Embryos at all stages consist of a mixture of male and female embryos (males, XY; females, XX). a, t-SNE plots of three time points from analysis in which sex chromosome sites were not excluded. Many clusters exhibited a bi-lobed structure, where each individual cluster was made up of two mirrored lobes (red circles identify one example of a bi-lobed cluster from each time point). This was most apparent at the 10–12-h time point. b, Histogram of the ratio of X-chromosome to autosomal reads in individual cells. To explore whether this bi-lobed structure was a function of sex biases in clustering, we attempted to sex individual cells. The ratio of X-chromosome to autosomal reads shows a bimodal distribution, as expected in a system with heterogametic (XY) males and no evidence of imprinting. The purple line marks the local minimum between the two peaks of the histograms. c, Initial t-SNE clusters coloured according to sex assignment. Red indicates female cells and blue indicates male cells. Colouring individual cells by their sex reveals that the bi-lobed architecture is largely driven by sex biases in clustering. d, After removing X-chromosomal reads, data were re-clustered and individual cells were recoloured according to the ratio of X-chromosome to autosomal reads (red, female; blue, male). The resulting clusters showed an approximately equal number of male and female cells except for clusters 1 and 10 at the 2–4-h time point.

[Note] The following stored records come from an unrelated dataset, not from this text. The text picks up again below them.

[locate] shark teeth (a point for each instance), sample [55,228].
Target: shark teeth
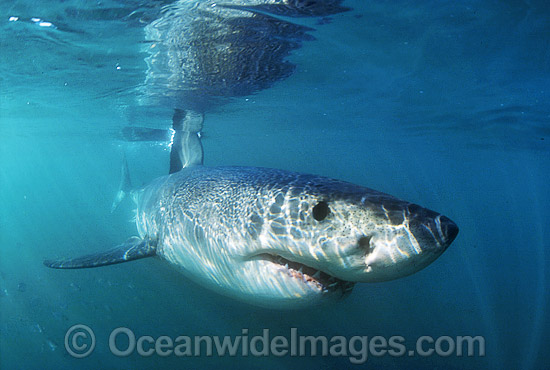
[309,275]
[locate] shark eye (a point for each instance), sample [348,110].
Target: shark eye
[364,243]
[321,211]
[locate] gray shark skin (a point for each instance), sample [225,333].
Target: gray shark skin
[276,238]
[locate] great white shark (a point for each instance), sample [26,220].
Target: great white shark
[272,237]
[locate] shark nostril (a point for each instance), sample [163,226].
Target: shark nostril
[364,243]
[448,228]
[321,211]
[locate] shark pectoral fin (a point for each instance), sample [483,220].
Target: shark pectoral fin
[133,249]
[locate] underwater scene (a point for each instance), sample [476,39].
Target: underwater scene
[274,184]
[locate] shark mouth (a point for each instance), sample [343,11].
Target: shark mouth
[324,282]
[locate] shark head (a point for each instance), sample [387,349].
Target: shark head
[310,244]
[275,238]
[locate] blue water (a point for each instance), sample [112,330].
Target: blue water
[442,103]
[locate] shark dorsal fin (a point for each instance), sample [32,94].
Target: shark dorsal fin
[186,146]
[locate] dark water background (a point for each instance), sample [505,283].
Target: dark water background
[442,103]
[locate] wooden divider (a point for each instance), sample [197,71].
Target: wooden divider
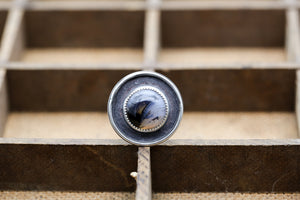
[273,162]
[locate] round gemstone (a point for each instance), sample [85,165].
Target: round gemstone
[146,109]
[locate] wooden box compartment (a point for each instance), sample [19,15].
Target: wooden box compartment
[88,37]
[3,16]
[222,36]
[235,64]
[58,118]
[255,104]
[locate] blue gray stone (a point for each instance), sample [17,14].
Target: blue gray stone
[146,110]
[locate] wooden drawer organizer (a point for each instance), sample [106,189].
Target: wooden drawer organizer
[235,62]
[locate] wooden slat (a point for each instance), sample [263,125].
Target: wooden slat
[3,102]
[67,167]
[144,187]
[194,165]
[152,35]
[292,35]
[137,66]
[293,51]
[166,5]
[191,168]
[227,5]
[12,38]
[85,5]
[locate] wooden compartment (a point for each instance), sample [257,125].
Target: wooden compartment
[255,104]
[235,64]
[74,37]
[222,36]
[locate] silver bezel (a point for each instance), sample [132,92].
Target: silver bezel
[117,87]
[166,111]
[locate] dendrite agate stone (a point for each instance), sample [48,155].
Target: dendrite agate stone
[146,109]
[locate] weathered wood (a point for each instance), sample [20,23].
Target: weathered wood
[194,165]
[225,168]
[3,101]
[12,38]
[227,5]
[87,90]
[235,90]
[292,35]
[67,167]
[61,90]
[83,5]
[222,28]
[293,51]
[84,29]
[166,5]
[152,36]
[80,66]
[144,187]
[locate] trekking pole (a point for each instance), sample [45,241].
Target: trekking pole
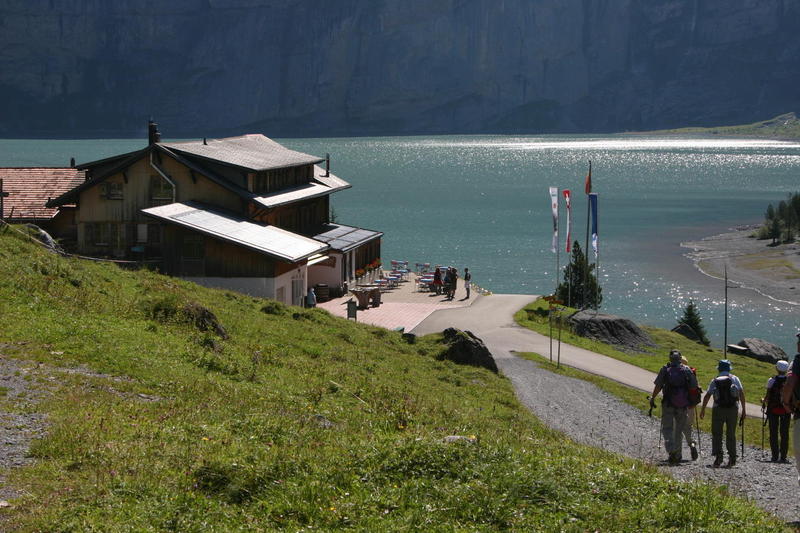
[742,424]
[697,427]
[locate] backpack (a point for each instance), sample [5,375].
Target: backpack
[676,386]
[726,395]
[774,396]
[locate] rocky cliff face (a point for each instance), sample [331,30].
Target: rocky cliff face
[296,67]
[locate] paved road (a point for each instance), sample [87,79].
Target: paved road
[491,318]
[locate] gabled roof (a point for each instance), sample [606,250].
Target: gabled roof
[345,238]
[30,188]
[252,152]
[324,185]
[113,165]
[269,240]
[247,152]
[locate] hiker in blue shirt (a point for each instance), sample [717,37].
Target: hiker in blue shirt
[727,391]
[789,397]
[676,380]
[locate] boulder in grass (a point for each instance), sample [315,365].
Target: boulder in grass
[203,319]
[762,350]
[686,331]
[465,348]
[610,329]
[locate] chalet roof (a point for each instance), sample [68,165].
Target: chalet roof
[30,188]
[252,152]
[270,240]
[324,185]
[345,238]
[110,166]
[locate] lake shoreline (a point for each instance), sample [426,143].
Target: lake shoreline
[773,271]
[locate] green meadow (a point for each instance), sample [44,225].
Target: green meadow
[296,421]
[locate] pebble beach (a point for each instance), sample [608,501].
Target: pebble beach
[773,271]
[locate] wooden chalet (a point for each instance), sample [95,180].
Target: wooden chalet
[243,213]
[25,191]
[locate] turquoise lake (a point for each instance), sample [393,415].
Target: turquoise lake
[482,202]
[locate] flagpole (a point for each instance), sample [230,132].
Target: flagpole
[597,261]
[555,246]
[725,336]
[587,190]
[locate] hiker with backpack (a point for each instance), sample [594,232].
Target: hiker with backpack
[691,413]
[777,415]
[727,391]
[789,397]
[676,380]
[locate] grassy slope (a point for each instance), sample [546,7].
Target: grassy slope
[785,126]
[233,443]
[753,374]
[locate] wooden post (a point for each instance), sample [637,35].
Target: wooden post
[725,332]
[3,194]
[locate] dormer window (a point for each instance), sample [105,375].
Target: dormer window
[160,190]
[111,190]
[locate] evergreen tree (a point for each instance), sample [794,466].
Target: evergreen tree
[574,291]
[691,318]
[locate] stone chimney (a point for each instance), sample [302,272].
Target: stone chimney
[153,136]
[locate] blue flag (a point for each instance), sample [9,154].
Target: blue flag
[593,204]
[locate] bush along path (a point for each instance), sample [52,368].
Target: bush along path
[592,416]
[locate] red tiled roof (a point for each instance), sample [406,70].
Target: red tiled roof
[29,189]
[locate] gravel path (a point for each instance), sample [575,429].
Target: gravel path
[18,427]
[591,416]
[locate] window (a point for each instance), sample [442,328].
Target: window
[102,234]
[154,234]
[111,190]
[160,190]
[141,232]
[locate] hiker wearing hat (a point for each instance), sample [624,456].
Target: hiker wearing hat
[727,391]
[789,395]
[777,415]
[691,412]
[676,380]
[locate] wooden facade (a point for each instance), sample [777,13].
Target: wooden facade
[110,221]
[223,183]
[188,253]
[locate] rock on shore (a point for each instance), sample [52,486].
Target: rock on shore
[771,270]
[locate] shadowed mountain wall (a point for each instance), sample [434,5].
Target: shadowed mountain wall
[354,67]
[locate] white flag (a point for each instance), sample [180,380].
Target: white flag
[554,205]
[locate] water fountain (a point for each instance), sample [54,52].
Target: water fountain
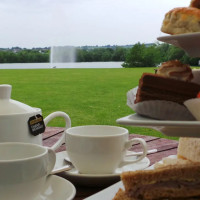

Extended Data Figure 6 Temporal ordering of cells at 2–4 h using Monocle.

ac, t-SNE maps of cells at 2–4 h with colour representing either the Monocle-inferred pseudotime of each cell (a) or the ratio of reads per cell at enhancers active at different stages of development (b, c). Read counts within temporally characterized enhancers provide insight into the specific stage of development from which a cell is derived. Plotted here are ratios of counts in earlier versus later active enhancers showing a rough temporal progression from left to right that is also inferred by Monocle. df, Heat maps of sites that are significantly associated with pseudotime (based on a likelihood ratio test). For each site, a spline was fitted to the data across pseudotime. Sites (rows) were ordered for the heat maps based on the pseudotime at which they first reached half the maximum predicted accessibility from the fit curve. The colours indicate the spline-predicted accessibility across pseudotime, scaled as the fraction of the maximum accessibility for that site. gi, Single-locus plots of the most significant closing, opening and transient sites. Histogram of percentage of cells in which the specified site is accessible in 10 bins across pseudotime, within the 2–4-h time point. The curve is from spline fit for accessibility in cells through pseudotime. jl, As in gi, examples of sites with lineage-specific association with pseudotime. One example of a branch-specific opening site for each germ layer: ectoderm (j), endoderm (k) and mesoderm (l). In gi, P values were calculated for likelihood ratio tests evaluating the effect of progress through pseudotime on accessibility (n = 100 bins of cells; see Methods for details). Note that the branch point in pseudotime occurs at approximately 5.6 on the x axis.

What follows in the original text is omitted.